When waves approach a shore with a gradual depth profile, e.g. a beach, most of the wave energy is absorbed by the breaking of waves.

When waves approach a hard vertical surface,e.g. a concrete wall or a dock, most of the energy is converted into waves moving in the opposite direction, a reflection. Of course the reflected waves are superimposed onto the original waves, and the two sets of wave moving in opposite directions can create a real mess.

THL: Stay a safe distance from vertical surfaces if there are significant waves present in the area. A passing boat or ship may generate big waves that escape your attention until there is no time to escape. An example is the North anchorage of the Golden Gate Bridge (but there are special cases, e.g. rough water classes or the OWRC regatta, when there is a fast flood coming through the Golden Gate, and it is useful to be close to the wall since the current is slower there).

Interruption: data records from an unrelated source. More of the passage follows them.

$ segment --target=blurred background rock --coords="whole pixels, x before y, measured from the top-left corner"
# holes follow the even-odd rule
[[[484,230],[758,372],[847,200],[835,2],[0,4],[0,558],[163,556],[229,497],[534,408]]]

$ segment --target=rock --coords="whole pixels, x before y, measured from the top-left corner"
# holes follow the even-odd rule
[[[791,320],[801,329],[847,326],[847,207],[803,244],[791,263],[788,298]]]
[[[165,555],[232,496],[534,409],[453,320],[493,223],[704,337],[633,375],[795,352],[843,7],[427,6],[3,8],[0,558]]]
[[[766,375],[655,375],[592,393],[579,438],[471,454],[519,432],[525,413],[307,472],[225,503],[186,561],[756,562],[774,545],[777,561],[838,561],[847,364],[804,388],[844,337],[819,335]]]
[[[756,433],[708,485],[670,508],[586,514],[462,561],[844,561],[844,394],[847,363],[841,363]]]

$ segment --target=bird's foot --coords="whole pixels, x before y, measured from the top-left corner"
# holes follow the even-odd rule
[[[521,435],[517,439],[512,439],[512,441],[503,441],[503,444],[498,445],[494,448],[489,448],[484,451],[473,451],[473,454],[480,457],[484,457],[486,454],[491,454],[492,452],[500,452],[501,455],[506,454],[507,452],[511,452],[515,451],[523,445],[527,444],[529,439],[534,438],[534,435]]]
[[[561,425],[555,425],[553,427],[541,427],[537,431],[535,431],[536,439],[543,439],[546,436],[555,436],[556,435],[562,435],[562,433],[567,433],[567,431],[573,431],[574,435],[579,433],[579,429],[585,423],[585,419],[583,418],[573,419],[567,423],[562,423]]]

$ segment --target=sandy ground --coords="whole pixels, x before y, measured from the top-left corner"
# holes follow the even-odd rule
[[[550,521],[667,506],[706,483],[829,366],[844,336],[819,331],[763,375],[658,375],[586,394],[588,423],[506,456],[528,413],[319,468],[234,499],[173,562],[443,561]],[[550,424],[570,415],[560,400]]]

Waves, winds and currents: all together now

When waves run into water moving in the opposite direction, they are slowed, just as if they were approaching a beach. Wave length becomes shorter, wave height higher, and they may break. A good (bad) example of this is an ebb current flowing out of Raccoon Strait into waves coming in from the Golden Gate. Good rough water training, if that's what you want.

If waves run into current moving in the same direction, the converse happens: wavelength increases and wave height decreases. An example is a flood current flowing through Raccoon Strait, which suppresses waves coming from the Golden Gate.